The West Coast mainline franchising fiasco shows that the current approach to outsourcing public services has serious flaws that need to be addressed – the much too complicated and secretive nature of outsourcing is the problem, rather than the people handling the process.
Last week Patrick McLoughlin, the new Transport Secretary, cancelled the West Coast Mainline franchise deal. The Department for Transport has been on a damage limitation exercise ever since, with McLoughlin blaming the fiasco on officials at the DfT “because of deeply regrettable and completely unacceptable mistakes made by my department in the way it managed the process”. Philip Rutnam, the Permanent Secretary at DfT, has also joined in telling staff that they must accept that the reversal was the fault of officials. Meanwhile, Kate Mingay, one of the three officials suspended by DfT (an ex-Goldman Sachs employee parachuted into the civil service because of her private sector expertise) has hit out at the way her role in the procurement has been portrayed by the Department.

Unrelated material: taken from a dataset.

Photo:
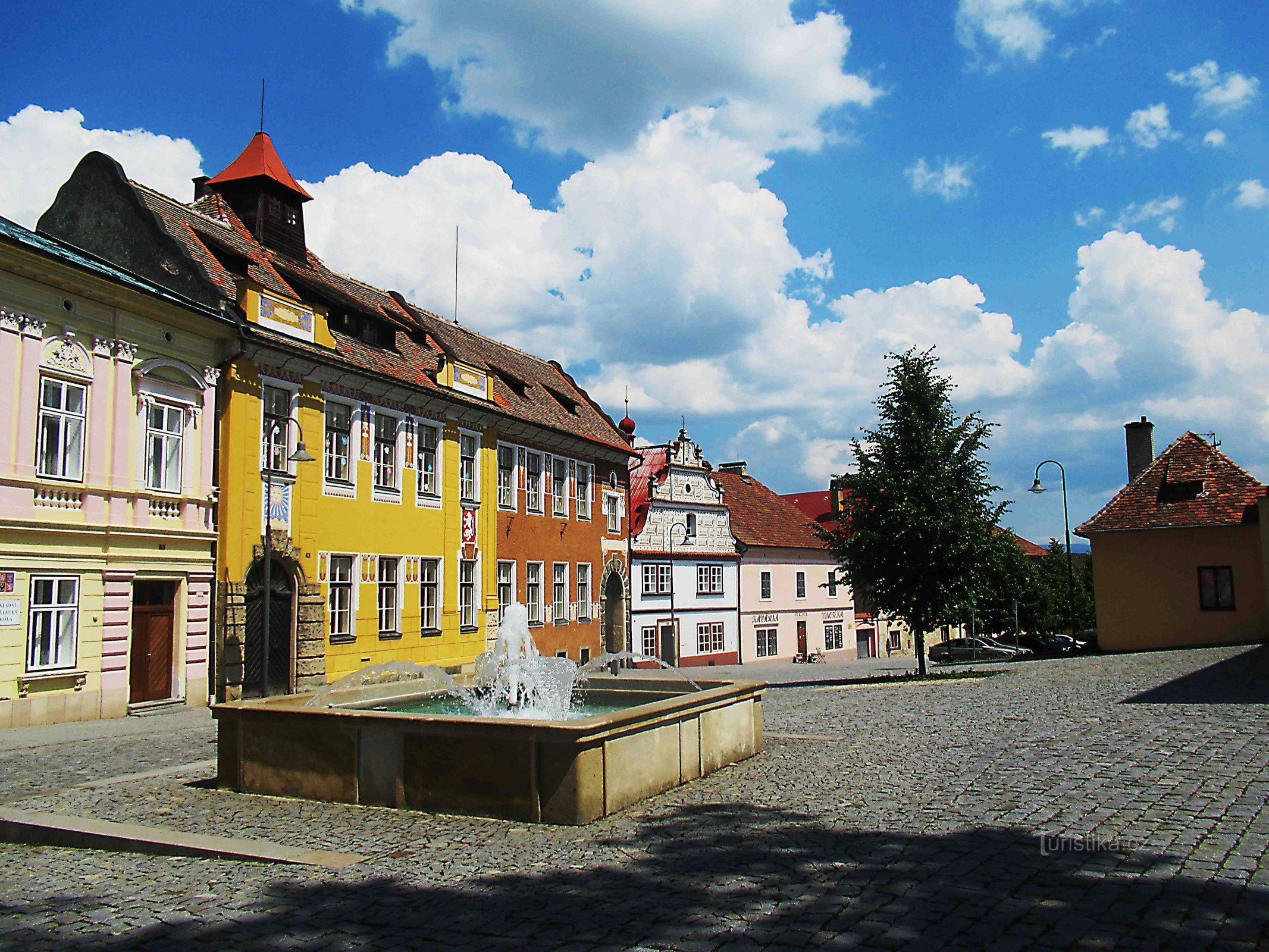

Blaming officials is an easy way to distract from the substantive story: whether the current approach to franchising used by the DfT is fundamentally flawed. The Department argues that mistakes were made from the way the level of risk in the bids was evaluated due to human error – in particular the way in which inflation and passenger numbers were taken into account, and how much money bidders were then asked to guarantee as a result. But the assumptions about inflation and passenger numbers are dependent on the state of the UK and global economy and the ability of the future franchisee to bring in new customers. Colin Cram, writing for the Public Leaders Network, argues that: “…this enters the realms of guesswork and slight changes in assumptions can lead to different outcomes for contracts that may be for only three or four years, let alone 13.” If the Government’s own Office for Budget Responsibility continues to get its predictions on economic growth significantly wrong, how can we expect the assumptions made in the rail franchising process to be watertight?
This is not the first time that assumptions about economic growth and customer numbers has gone wrong, for example the previous experiences with the East Coast mainline or in the commissioning of welfare to work services. The Work Programme was designed for a far more positive economic climate than we now find ourselves in. DWP’s estimates of the number of customers in receipt of Employment Support Allowance have proven to be wholly unrealistic, with serious consequences for the business models of prime contractors and charities.
The risks associated with complex procurement processes such as the rail franchise are compounded by the secretive nature by which they are often conducted, behind a veil of ‘commercial in confidence’. As we’ve argued before, this ‘closed shop’ approach leads to poor decisions and a profound lack of public engagement – until something goes horribly wrong. The complexity involved also means a significant diversion of resources into the process of franchising rather than actual delivery of services. Franchising might work however if the process was more transparent and the assumptions about passenger numbers (and any other projections) were open to rigorous scrutiny by others outside of the process – so why isn’t it?
The West Coast fiasco has much wider implications that the policy establishment probably doesn’t want the public to consider. Cheryl Gillan, the former Conservative Welsh Secretary, has argued that a root and branch re-examination of the High Speed 2 rail project is needed if the public is to have trust in such a significant investment of public resources. Instead, plans for competition and outsourcing are being accelerated in prisons, probation services and health. In this context, the secretive, complex and bureaucratic nature of outsourcing needs to be addressed as a matter of urgency. If the public is going to be on board, then a public debate is needed on the merits and risks of delivering services in this way – which surely is what the Government’s open policy should be all about.
Fundamentally, the political establishment doesn’t engage the public in a debate about the merits of rail franchising because the public doesn’t support the idea. This ‘outsourcing by stealth’ approach wins neither hearts nor minds. Various surveys continue to show a strong majority of public opinion in favour of re-nationalising the railways – one recent survey found that 70% of respondents supported such a move. Impossible? New Zealand provides an example of such a policy put into action. Its rail and ferry network was privatised in the 1990s and asset-stripped and run down by an Australian outfit. It re-nationalised both in 2009. Michael Cullen, the then Finance Minister said privatization had “been a painful lesson for New Zealand”. Kiwi Rail in public hands has been able to invest in its long-term future whilst also generating significant financial and economic benefits for taxpayers in New Zealand.
Here, despite the strong public preference for a nationalised rail network, none of the three main political parties are committed to such a policy. At last week’s Labour Party conference, Ed Miliband and Maria Eagle made positive noises in this direction but no firm commitments. So we are left with an unpopular, risk-laden, fragmented rail network – and the policy establishment searching around for scapegoats when they should be looking somewhat closer to home.